Du côté des fournisseurs d'eau, M. Mosai, de Rand Water, reconnaît qu'il faut faire plus. Il explique que son entreprise investit dans l'énergie solaire plutôt que de dépendre du réseau national.

Lorsqu'il s'agit de trouver des solutions, le forage de puits privés n'est une option que pour les personnes très riches, car ils coûtent 7 000 dollars (5 000 livres sterling).

Cela permet également de mettre en évidence les énormes inégalités en Afrique du Sud.

"Cela ne fait que creuser le fossé entre ceux qui ont et ceux qui n'ont pas. Cela crée une injustice sociale", affirme le Dr Ferrial Adam, de l'association de défense WaterCAN.

Des questions se posent également sur l'impact environnemental des forages et sur la salubrité des eaux souterraines. Dans certaines régions du pays, des métaux et des bactéries dangereux peuvent être trouvés dans l'eau.

Mais les experts affirment qu'il y a des choses qui peuvent être faites pour le bénéfice de tous et pour aider à arrêter la détérioration de l'approvisionnement en eau.

"Il existe des solutions très rapides", selon le Dr Adam.

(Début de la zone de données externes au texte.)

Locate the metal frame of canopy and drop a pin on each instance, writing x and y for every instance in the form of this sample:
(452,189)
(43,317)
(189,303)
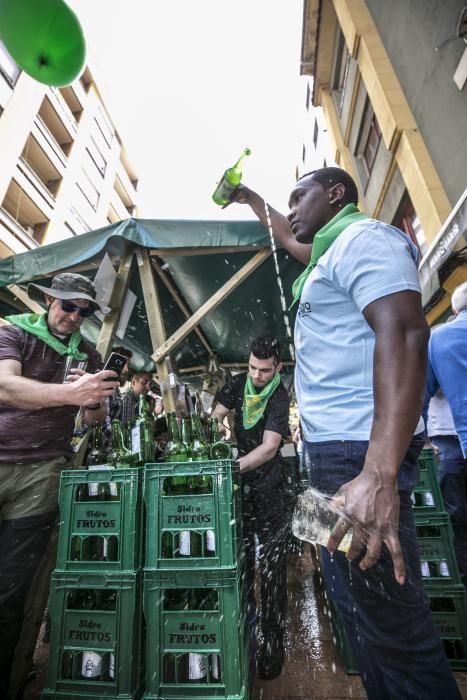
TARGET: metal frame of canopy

"La première consiste à réparer les fuites, à dépenser de l'argent pour l'infrastructure et l'entretien, et à tester l'eau régulièrement afin de contrôler ce que l'on fait boire aux gens.

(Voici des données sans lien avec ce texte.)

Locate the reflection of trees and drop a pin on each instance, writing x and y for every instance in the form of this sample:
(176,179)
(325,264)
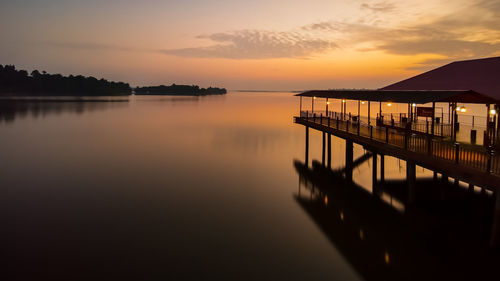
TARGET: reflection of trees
(14,81)
(445,236)
(179,90)
(12,109)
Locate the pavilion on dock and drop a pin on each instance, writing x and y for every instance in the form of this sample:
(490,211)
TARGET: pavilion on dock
(453,86)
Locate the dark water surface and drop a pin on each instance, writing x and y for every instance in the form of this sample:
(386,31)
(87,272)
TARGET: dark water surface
(188,188)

Elle ajoute que le gouvernement national doit mieux contrôler les municipalités.

Le gouvernement reconnaît le problème et affirme avoir poursuivi certaines municipalités en justice pour des allégations de négligence.

Mais le Dr Adam estime que ce n'est pas suffisant.

"Beaucoup d'entre elles sont défaillantes… cette défaillance met des vies en danger".